31 dezembro 2003

Nem um sinal por ti

Vocês foram generosos para o Mal. Leram-nos, falaram connosco, falaram de nós. Alguns de vocês escreveram comentários, essa guerra que se perde sempre contra o ennetation. Mandaram-nos mails, sms, cartas, encomendas. Nós gostamos tanto de vocês.
Uma tarde de verão, no nosso mail, estava um recado do escritor de Barcelona que dedica os seus livros a Paula de Parma. Convalescente do mal de Montano, julguei merecer aquela distinção.
Só tu não vieste. Eu entendi o teu silêncio para o Inimigo Rumor. Esperei todos os dias da minha cela por um sinal teu. Em cidades várias, os meus amigos compraram os teus livros. Até o Humberto, tão reticente na adesão aos meus entusiasmos literários, te encomendou na livraria a que é fiel.
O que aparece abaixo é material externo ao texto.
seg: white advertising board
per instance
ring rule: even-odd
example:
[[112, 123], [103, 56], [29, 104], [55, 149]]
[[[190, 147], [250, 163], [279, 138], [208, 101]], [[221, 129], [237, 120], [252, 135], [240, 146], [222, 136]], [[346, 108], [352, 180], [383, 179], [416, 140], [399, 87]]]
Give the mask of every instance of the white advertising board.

Que os teus livros, raros, são mesmo de encomenda. O Verão passou sem que a minha irmã e o André Bonirre te encontrassem nos túneis do Pico, um dos sí­tios onde o alferes Maltë pergunta: então é aqui que se vive?
O meu amigo influente prometeu convidar-te para o Palácio, a pretexto de um acontecimento cultural. Mas até ele falhou nessa investidura. E o adido cultural, e o pediatra de Angra.
O tempo passou. Tu não escreveste mais. Não disseste sequer que estavas viva, um poeta mais desgraçadamente ágrafo, mas vivo. O Zé Mário, delicado: Talvez ela não queira ser encontrada. Eu percebi. Desde os quinze anos que aprendi a reconhecer as mulheres que não querem ser encontradas por gente como eu. Mas qualquer coisa em mim me dizia que quando te esquecesse, quando nem os nomes dos teus livros recordasse, nem um verso teu me queimasse os lábios, nem o teu nome me toldasse, esse seria o dia de um sinal teu, da tua suave epifania. Passaram os dias. E agora passam as últimas horas do último dia. E tu não vens, nem um sinal por ti, Ana Paula Inácio.